Nul spécifique au surplus contre cette contagion ; la plupart des remèdes administrés furent très-nuisibles ; ceux qui n’augmentèrent pas le mal ne produisirent aucun bien. Aussi Lancisi proposa-t-il, dans une assemblée considérable de cardinaux, de tuer d’abord tous les bœufs le plus légèrement soupçonnés : enfin, les ordres que le souverain Pontife donna pour intercepter toute communication, produisirent plus d’effet que les remèdes pour l’extinction de ce fléau.

Dans le courant du mois de juillet de l’an 1714, M. Batz, chirurgien de la maison du Roi d’Angleterre, fut chargé de se rendre à Issington, situé dans les environs de Londres, pour examiner si l’épizootie qui y régnoit sur les bêtes à cornes, étoit contagieuse.

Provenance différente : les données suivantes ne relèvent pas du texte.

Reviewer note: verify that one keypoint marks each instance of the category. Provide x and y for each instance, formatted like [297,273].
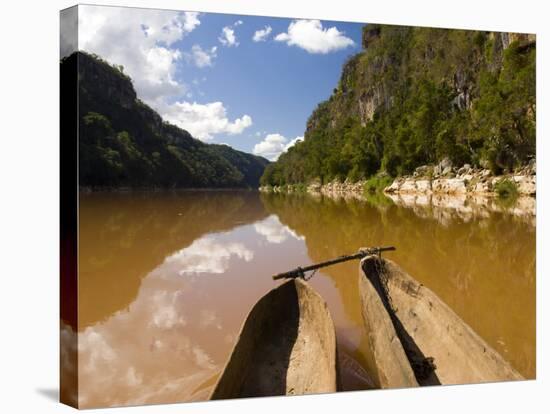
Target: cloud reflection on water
[274,231]
[207,255]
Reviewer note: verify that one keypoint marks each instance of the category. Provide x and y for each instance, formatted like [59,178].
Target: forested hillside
[414,96]
[125,143]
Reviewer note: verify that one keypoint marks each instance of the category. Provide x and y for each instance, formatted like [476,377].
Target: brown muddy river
[166,280]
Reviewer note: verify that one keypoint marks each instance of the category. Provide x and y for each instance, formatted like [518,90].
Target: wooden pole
[300,271]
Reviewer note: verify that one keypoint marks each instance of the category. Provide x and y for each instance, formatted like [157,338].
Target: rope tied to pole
[301,271]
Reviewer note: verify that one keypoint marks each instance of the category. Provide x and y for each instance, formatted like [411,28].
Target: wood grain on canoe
[287,346]
[433,335]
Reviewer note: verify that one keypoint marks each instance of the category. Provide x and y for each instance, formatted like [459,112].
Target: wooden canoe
[439,346]
[287,346]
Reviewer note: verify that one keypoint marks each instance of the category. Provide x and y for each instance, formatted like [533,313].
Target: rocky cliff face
[414,96]
[125,143]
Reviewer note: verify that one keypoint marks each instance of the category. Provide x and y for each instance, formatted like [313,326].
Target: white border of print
[30,204]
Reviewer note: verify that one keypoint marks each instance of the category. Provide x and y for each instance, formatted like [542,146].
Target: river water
[166,280]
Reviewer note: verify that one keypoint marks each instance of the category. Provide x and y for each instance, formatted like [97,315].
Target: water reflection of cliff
[169,342]
[125,236]
[483,267]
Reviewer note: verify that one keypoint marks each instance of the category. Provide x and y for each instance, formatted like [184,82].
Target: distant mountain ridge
[415,96]
[124,143]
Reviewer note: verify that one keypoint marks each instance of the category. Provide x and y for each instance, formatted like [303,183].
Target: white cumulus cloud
[143,41]
[202,57]
[228,37]
[274,145]
[312,37]
[262,34]
[204,120]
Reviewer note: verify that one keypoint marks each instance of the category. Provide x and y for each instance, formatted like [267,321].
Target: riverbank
[441,192]
[442,179]
[466,180]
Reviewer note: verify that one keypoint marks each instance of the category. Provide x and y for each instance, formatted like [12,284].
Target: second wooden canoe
[287,346]
[440,347]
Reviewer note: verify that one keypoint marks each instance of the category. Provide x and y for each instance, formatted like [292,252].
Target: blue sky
[205,73]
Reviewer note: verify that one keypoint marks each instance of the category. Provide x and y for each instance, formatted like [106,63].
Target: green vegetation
[376,184]
[414,96]
[506,188]
[125,143]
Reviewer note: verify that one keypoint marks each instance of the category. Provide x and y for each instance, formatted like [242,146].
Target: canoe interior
[440,346]
[393,369]
[286,346]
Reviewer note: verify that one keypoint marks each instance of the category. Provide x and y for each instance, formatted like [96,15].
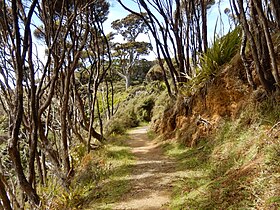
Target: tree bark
[3,195]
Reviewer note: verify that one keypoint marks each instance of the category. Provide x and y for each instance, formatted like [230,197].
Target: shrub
[222,51]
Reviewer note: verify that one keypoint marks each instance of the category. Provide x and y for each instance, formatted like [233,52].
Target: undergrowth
[235,167]
[97,181]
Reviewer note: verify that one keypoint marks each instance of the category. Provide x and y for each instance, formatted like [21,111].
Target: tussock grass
[97,181]
[236,167]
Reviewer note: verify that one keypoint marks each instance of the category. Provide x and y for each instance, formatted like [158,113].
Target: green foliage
[222,51]
[236,167]
[138,107]
[96,179]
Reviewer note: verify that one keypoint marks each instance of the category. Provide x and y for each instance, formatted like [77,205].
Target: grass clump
[97,181]
[235,167]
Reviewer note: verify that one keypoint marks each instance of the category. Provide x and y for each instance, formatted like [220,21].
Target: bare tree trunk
[245,26]
[265,27]
[3,195]
[245,62]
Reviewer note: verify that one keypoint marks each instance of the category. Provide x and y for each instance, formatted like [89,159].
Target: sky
[118,12]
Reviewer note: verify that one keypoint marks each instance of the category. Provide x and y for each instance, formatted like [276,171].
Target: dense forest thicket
[61,105]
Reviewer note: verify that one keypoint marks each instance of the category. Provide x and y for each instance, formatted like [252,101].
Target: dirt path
[151,179]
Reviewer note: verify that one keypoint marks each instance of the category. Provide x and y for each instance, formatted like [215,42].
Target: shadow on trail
[150,182]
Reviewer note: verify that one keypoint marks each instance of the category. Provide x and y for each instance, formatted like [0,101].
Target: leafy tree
[176,29]
[127,54]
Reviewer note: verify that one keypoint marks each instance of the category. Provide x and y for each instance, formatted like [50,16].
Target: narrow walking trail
[152,175]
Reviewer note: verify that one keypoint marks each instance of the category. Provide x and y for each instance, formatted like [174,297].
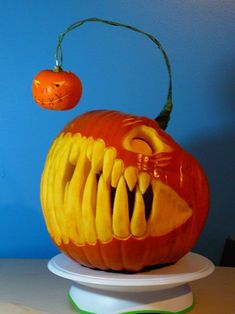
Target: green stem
[164,116]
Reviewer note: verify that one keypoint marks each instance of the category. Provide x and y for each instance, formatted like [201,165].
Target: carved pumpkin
[119,193]
[56,89]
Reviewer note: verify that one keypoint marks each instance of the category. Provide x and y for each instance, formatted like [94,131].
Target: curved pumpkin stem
[164,116]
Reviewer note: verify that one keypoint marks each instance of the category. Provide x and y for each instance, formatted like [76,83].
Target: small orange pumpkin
[56,89]
[119,193]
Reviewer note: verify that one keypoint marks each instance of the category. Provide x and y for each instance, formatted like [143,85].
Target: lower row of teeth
[78,181]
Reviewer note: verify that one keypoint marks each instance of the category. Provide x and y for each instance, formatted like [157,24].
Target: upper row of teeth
[77,206]
[103,159]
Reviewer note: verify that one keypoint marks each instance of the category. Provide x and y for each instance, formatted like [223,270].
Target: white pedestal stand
[163,290]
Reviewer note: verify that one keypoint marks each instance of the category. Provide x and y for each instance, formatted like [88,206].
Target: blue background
[120,70]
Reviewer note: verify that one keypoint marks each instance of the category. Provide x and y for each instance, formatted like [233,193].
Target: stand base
[93,301]
[164,290]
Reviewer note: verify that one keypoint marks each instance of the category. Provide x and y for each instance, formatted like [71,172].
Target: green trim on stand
[76,307]
[80,311]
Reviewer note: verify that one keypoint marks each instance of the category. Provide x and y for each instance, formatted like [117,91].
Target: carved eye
[145,140]
[36,83]
[58,84]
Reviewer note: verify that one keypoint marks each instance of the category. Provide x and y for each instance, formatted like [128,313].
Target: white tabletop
[27,286]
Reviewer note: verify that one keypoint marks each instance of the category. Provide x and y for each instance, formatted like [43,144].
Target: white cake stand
[163,290]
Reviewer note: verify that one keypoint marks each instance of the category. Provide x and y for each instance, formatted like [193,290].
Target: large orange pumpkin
[119,193]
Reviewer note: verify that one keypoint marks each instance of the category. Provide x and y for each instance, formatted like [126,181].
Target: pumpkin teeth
[97,155]
[118,168]
[138,221]
[103,211]
[89,208]
[121,211]
[144,180]
[88,194]
[130,175]
[109,158]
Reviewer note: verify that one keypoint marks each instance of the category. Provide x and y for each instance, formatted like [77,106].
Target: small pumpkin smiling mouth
[52,100]
[88,194]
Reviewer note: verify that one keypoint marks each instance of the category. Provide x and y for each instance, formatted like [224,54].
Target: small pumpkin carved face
[57,90]
[118,193]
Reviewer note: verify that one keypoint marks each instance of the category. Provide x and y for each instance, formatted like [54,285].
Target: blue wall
[119,70]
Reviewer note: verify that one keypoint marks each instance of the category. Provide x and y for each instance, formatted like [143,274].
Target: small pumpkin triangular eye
[58,84]
[36,83]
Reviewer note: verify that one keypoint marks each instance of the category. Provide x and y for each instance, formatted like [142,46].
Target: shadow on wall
[23,233]
[216,153]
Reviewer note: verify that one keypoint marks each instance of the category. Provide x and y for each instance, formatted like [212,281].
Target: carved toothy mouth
[52,100]
[88,194]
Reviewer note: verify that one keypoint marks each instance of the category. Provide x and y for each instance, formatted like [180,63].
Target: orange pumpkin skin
[169,227]
[56,90]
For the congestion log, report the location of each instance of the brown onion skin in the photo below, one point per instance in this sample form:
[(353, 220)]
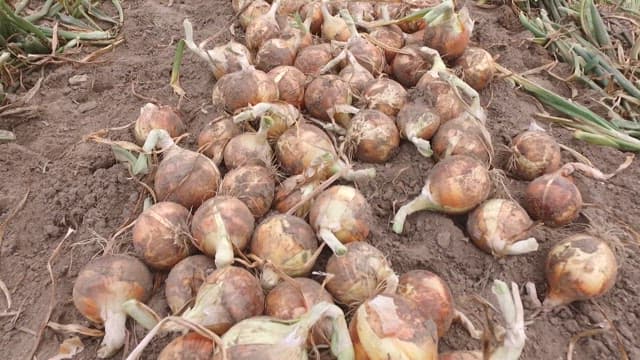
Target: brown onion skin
[(554, 199), (186, 177), (254, 185), (375, 134), (191, 346), (291, 83), (535, 153), (109, 278), (185, 279), (431, 295), (215, 136), (161, 235)]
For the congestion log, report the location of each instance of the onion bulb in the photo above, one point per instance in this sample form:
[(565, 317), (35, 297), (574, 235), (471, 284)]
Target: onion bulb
[(340, 215), (291, 83), (418, 123), (431, 295), (254, 185), (161, 235), (390, 327), (192, 346), (287, 243), (360, 274), (101, 288), (454, 185), (500, 227), (153, 116), (185, 279), (374, 136), (221, 224), (579, 268)]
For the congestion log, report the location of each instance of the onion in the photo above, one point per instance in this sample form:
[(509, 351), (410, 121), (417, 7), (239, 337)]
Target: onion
[(287, 243), (374, 136), (324, 96), (477, 67), (534, 153), (215, 136), (220, 225), (185, 279), (454, 185), (360, 274), (254, 185), (500, 227), (101, 288), (431, 295), (291, 83), (158, 117), (191, 346), (227, 296), (340, 215), (417, 122), (161, 235), (390, 327), (579, 268), (385, 95)]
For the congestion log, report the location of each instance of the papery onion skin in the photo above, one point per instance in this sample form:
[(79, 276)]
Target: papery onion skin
[(579, 268), (185, 279), (431, 295), (161, 235)]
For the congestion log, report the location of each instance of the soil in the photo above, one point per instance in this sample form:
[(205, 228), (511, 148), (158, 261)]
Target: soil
[(75, 184)]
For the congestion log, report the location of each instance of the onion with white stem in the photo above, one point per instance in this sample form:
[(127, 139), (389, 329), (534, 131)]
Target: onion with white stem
[(250, 148), (373, 135), (286, 243), (291, 83), (220, 225), (254, 185), (454, 185), (390, 327), (153, 116), (183, 176), (500, 227), (579, 268), (214, 137), (101, 288), (185, 279), (161, 235), (269, 338), (418, 123), (360, 274)]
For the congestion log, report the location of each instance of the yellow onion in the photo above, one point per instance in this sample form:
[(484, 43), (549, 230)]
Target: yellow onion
[(360, 274), (390, 327), (291, 83), (477, 67), (254, 185), (191, 346), (287, 243), (431, 295), (101, 288), (215, 136), (418, 123), (221, 224), (340, 215), (500, 227), (579, 268), (185, 279), (153, 116), (374, 136), (292, 299), (161, 235), (454, 185)]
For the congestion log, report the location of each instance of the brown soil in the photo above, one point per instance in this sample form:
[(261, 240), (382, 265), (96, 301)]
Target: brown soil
[(79, 185)]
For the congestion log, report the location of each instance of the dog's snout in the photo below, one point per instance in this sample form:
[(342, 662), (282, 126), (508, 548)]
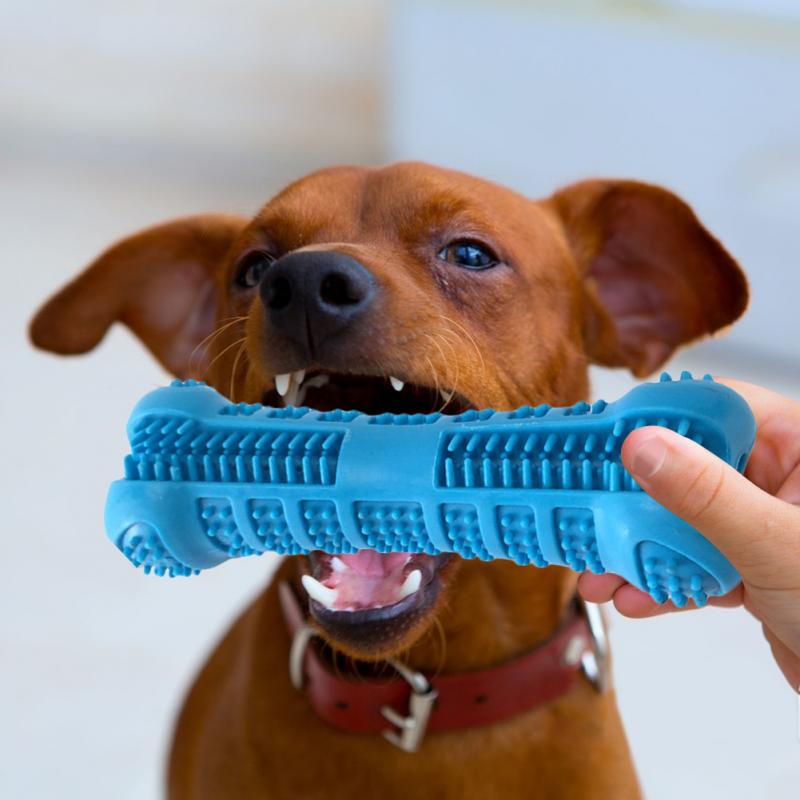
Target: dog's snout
[(309, 296)]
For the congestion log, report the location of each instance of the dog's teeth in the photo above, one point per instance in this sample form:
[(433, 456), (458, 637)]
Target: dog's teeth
[(322, 594), (410, 584)]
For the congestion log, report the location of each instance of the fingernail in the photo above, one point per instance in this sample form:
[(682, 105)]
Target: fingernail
[(648, 458)]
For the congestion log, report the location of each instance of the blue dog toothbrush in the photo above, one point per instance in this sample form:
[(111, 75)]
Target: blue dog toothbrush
[(207, 480)]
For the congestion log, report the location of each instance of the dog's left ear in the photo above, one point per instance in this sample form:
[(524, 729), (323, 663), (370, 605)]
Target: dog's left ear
[(160, 282), (655, 278)]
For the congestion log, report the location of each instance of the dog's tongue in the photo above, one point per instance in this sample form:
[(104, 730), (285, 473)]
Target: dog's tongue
[(371, 564), (367, 579)]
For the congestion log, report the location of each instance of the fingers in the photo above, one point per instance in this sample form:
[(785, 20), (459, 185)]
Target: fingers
[(598, 588), (631, 602), (758, 533)]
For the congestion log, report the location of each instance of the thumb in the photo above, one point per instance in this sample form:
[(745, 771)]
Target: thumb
[(759, 534)]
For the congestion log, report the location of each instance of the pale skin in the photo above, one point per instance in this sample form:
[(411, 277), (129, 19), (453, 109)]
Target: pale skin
[(754, 519)]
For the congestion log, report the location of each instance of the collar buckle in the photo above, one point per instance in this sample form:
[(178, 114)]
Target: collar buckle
[(595, 661), (411, 727)]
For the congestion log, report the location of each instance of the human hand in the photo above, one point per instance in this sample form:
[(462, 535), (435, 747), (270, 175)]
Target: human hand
[(753, 519)]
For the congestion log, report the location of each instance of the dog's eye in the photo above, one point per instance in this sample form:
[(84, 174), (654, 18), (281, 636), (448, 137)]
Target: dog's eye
[(252, 268), (469, 255)]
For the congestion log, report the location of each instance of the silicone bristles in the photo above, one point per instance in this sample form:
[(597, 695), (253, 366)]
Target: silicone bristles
[(207, 480)]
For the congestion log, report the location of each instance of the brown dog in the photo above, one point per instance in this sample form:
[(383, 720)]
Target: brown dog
[(471, 296)]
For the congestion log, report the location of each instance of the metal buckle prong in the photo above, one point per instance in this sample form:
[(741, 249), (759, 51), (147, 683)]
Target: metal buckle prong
[(595, 662), (297, 655), (412, 727)]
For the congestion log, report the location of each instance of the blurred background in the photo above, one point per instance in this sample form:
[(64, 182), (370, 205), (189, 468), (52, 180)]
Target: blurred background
[(116, 116)]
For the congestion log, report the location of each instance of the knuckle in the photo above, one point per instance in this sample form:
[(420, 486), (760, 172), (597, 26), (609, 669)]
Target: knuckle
[(702, 492)]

Dès qu’un animal en étoit attaqué, il refusoit de manger ; le lendemain il lui survenoit une toux très-violente, & il rendoit des excrémens semblables à de la craie. La tête & quelquefois le corps lui enfloient ; un ou deux jours après, il rendoit une grande quantité de matière muqueuse par le nez ; sa respiration devenoit puante ; à la fin il lui survenoit un dévoiement, quelquefois sanguinolent, qui se terminoit par la mort ; il y en avoit qui mouroient en trois jours ; d’autres en cinq ou six ; les bœufs vivoient huit ou dix jours ; ils refusoient toutes sortes d’alimens pendant toute leur maladie, & éprouvoient une grande chaleur.

M. Batz voulant s’assurer plus particulièrement de la nature de cette épizootie, fit l’ouverture de seize de ces animaux.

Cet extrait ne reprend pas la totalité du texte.